The decision was expected and came after an independent expert panel convened by the regulatory agency last week voted in favor of recommending the move.

The panel, however, rejected an initial plan by the White House to fully approve Pfizer boosters to everyone aged 16 and over, in what amounted to a rare rebuke of President Joe Biden’s administration.

The group of vaccinologists, infectious disease specialists and epidemiologists concluded that the benefit-risk balance differed for younger people, especially young males who are more susceptible to myocarditis.

Pfizer COVID-19 boosters are currently being debated by a separate body of experts convened by the Centers for Disease Control and Prevention (CDC), which may recommend further specifics about recipients.

For example, if obesity is considered as putting a person “at high risk of severe COVID,” that definition would cover more than 42 percent of the U.S. population aged over 20.

The CDC may also have to define which workplaces and other settings might lead to “frequent institutional or occupational exposure to SARS-CoV-2.”

For its part, the FDA indicated this would cover “healthcare workers, teachers and day care staff, grocery workers and those in homeless shelters or prisons, among others.”

The FDA’s emergency use authorization (EUA) applies to those aged 18 and up for the high risk of severe disease and high-exposure categories.

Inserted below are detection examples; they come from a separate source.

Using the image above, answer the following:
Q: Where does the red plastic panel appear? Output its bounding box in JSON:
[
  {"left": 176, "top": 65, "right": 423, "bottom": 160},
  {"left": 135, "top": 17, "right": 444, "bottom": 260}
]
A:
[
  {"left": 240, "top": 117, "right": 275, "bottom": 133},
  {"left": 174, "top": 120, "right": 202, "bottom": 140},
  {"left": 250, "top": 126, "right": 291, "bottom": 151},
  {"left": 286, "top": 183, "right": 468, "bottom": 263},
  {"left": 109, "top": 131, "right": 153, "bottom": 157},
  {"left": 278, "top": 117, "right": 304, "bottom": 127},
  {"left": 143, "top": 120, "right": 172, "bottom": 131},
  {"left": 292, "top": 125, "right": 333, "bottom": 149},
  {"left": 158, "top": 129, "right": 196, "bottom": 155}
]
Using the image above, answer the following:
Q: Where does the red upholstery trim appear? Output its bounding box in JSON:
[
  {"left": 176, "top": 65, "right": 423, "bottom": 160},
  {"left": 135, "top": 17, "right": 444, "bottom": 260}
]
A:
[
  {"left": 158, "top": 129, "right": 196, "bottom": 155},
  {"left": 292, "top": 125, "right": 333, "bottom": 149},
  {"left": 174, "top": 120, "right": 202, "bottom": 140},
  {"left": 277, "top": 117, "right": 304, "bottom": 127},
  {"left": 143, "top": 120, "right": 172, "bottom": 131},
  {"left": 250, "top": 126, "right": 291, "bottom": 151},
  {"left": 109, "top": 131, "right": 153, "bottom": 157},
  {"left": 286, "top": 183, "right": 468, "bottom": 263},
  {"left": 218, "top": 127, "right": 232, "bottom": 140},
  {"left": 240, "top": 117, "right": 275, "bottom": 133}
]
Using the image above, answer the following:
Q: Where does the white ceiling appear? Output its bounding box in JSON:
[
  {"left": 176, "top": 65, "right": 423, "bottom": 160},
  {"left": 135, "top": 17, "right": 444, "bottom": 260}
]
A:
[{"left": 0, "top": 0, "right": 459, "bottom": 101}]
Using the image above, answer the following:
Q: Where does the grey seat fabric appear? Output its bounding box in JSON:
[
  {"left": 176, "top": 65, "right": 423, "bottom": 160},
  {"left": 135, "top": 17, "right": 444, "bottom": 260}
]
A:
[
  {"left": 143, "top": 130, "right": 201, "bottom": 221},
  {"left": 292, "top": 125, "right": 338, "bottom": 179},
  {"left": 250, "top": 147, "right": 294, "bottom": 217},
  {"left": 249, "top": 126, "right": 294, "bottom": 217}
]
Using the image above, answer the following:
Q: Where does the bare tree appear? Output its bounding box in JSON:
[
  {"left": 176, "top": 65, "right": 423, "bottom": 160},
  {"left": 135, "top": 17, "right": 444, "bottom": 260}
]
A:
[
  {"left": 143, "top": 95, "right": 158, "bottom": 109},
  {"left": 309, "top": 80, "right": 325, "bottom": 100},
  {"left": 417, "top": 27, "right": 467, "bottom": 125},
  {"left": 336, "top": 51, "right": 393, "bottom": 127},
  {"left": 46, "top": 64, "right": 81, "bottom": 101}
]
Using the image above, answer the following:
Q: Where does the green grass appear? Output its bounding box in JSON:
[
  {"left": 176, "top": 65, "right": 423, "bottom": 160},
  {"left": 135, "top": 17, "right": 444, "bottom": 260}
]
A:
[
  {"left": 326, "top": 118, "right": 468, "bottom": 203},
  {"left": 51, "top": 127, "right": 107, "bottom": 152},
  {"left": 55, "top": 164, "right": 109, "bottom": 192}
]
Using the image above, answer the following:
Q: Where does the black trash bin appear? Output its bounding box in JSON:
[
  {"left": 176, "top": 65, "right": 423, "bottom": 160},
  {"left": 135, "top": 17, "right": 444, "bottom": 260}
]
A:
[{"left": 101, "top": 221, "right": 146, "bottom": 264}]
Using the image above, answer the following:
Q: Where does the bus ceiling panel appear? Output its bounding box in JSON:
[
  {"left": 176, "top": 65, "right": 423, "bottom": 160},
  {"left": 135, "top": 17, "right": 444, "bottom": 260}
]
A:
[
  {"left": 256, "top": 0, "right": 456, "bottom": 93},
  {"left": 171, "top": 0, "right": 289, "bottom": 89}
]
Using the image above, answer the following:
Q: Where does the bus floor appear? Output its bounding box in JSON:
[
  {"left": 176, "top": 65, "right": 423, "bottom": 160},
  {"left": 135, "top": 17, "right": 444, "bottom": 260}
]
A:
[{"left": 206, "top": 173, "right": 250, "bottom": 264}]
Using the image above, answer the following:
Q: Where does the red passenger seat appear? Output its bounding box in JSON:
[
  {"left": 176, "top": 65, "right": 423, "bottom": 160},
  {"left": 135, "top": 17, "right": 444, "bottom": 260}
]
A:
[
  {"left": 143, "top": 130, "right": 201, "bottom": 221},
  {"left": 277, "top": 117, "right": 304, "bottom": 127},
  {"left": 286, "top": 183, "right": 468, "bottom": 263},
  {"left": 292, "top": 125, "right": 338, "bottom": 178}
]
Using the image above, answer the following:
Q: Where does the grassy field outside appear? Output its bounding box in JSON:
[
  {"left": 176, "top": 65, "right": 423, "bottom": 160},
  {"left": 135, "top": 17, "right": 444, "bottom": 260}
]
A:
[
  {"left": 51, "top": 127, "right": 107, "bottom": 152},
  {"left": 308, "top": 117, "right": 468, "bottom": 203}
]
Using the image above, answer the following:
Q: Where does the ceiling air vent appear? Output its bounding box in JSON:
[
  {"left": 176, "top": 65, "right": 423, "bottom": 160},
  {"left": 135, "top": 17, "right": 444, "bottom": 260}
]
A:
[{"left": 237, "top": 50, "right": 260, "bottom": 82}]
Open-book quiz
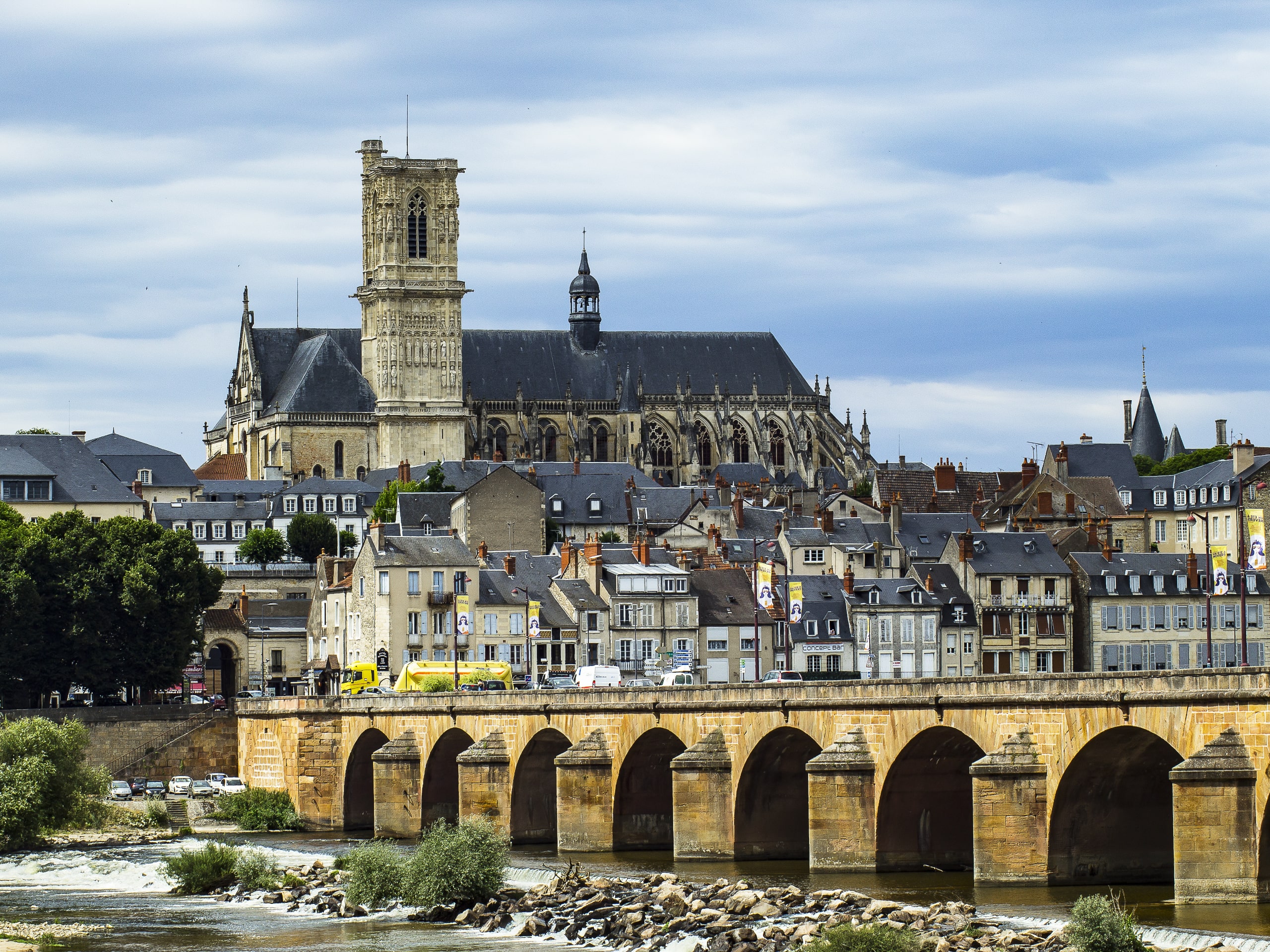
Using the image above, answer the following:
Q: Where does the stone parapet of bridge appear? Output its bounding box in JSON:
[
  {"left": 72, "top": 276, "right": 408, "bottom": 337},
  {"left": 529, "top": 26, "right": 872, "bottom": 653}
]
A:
[{"left": 238, "top": 668, "right": 1270, "bottom": 902}]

It also only applies to Pfizer’s vaccine.

Recipients of Moderna and Johnson & Johnson, the other U.S.-authorized vaccines, will now await news for when they, too, might become eligible for another shot.

A number of studies have shown two doses of Pfizer or Moderna, or a single shot of J&J, continue to confer high protection against severe outcomes, but this is slightly reduced for the elderly.

The World Health Organization (WHO) has called for a moratorium on wealthy countries giving out boosters, while many countries, especially those in Africa, have barely begun their immunization campaigns.

The U.S. argues, however, it is possible to both help middle- and lower-income nations while also protecting its own vulnerable people.

On Sept. 22, President Biden announced the United States would buy 500 million more Pfizer doses for the world, bringing its total contribution of the global supply to 1.1 billion.

Speaking to CNN on Sept. 19, top government scientist Anthony Fauci said that more research is needed to make a decision on whether a booster shot is warranted for the general public.

“As we said in the beginning, we would want to plan for the possibility of vaccinating all those who have gotten their initial vaccination with Pfizer,” Fauci said.

“And it was always pending the evaluation of all of the totality of the data from the United States, from Israel, and any bit of data that we could get by the advisory committee to the FDA.”

Fauci added that the FDA panel decided against a third shoot for everybody aged 16 and over “in the proper deliberative process and they came up with a recommendation.”